My love language is pretty clear-acts of service. H's seems to be words of affirmation. We had a conversation last week about how I get all crazy anxious about getting things done. This has always bothered him. I've been thinking that I am showing love to everyone by all that I do, apparently H has (all this time) interpreted that as me implying that he does not do enough, such that I have to do so much. My giving was making him feel somehow inadequate or discounting the contributions he was/is making. The other day he did a load of laundry that was all his clothes. He thought this was really helping me out because there would be less laundry for me to do later. My first thought was how selfish it was that he only washed his stuff! Thankfully I did not verbalize that. Then I read about LL and saw that just because I think I am giving a gift by washing his clothes does not mean he feels like he is receiving a gift. He thinks he's just making more work for me and feeling terrible about it. This really does feel like speaking different languages.

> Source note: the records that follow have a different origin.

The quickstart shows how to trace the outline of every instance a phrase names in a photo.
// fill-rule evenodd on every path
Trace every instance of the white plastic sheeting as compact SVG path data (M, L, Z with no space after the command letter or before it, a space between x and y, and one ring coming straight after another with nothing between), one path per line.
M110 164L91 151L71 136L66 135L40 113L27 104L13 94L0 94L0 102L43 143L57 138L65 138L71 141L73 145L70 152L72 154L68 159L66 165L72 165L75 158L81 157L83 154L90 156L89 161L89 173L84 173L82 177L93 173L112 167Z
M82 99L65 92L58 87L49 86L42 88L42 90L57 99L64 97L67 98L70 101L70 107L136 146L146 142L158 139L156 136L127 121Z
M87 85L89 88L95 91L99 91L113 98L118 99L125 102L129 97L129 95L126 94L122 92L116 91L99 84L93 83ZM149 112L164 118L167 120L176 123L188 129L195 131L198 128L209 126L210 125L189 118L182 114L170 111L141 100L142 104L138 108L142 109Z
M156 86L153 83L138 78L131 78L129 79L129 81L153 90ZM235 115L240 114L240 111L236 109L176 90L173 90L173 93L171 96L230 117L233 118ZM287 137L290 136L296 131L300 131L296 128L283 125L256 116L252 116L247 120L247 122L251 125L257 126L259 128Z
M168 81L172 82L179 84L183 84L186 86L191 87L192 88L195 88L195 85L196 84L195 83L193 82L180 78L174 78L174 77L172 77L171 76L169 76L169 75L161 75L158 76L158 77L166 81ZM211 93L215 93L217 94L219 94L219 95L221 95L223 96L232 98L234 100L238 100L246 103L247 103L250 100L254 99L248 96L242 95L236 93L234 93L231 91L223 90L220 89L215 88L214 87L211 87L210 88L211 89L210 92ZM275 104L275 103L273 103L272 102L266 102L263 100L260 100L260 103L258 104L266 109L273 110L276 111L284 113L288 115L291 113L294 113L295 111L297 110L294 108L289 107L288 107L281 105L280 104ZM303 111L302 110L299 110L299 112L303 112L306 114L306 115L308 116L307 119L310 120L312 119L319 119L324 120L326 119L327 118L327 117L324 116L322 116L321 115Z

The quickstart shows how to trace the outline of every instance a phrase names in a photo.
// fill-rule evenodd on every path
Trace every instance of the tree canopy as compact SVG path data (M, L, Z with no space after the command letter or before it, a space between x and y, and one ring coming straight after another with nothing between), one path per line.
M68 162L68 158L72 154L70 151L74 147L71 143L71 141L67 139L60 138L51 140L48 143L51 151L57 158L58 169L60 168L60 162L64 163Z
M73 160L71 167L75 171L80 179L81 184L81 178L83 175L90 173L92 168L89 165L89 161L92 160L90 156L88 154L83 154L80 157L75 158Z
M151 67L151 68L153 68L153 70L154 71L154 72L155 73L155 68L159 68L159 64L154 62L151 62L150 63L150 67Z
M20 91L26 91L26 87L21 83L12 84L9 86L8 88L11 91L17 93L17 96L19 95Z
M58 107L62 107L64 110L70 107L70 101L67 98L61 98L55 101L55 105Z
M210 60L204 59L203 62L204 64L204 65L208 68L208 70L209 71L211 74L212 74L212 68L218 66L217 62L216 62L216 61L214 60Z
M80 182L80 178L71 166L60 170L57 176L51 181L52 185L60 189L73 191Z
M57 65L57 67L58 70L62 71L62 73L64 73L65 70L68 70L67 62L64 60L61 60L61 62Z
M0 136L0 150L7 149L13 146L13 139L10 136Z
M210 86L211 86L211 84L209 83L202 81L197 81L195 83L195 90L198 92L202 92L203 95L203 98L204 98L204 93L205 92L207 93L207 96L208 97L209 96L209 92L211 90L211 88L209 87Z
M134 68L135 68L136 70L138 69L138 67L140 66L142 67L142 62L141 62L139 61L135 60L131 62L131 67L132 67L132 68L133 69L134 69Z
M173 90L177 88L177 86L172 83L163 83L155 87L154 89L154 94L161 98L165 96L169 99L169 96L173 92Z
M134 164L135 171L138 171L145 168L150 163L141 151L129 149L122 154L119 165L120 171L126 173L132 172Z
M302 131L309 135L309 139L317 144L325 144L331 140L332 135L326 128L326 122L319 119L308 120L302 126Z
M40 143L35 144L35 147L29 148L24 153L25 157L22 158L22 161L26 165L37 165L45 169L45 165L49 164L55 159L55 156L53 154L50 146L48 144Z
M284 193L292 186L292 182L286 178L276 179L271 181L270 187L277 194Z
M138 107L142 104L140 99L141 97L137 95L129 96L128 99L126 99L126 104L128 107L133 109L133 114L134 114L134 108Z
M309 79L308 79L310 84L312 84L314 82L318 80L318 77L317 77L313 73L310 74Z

I also have been reading the book that Flowmom suggesting about How to improve your M without talking about it. I am confused about how to do what it was recommending while still Dbing. This book calls for 6 hugs a day at 6 seconds each. Seems like chasing. I am still working my way though what will help me the most. I definitely know that by not having recurrent R talks the stress level has dropped considerably around here. H is working from home more/doesn't appear to need to flee. He's not on edge that I will erupt into a puddle since I'm so cheerful and trying to GAL.
My husband would probably write in a journal that I am confusing to him now. He has serious doubts about the change in me being fleeting. He keeps telling me that he just wants me to be myself. So, he's not sure who that is right now. He keeps testing me, throwing me curves and seeing how I react. He would probably say that I am 100% dependable, a great friend, good mother.... He feels that the romance is gone and he doubts it can be recreated. He seems to believe this is just an unfortunate fact that neither of us can do anything about. H has this notion that love is something that happens to you, I am more in the camp that love is a verb. H feels he has let me down and can't measure up to what I deserve.
I need to figure out how to give words of affirmation without sounding fake...any ideas?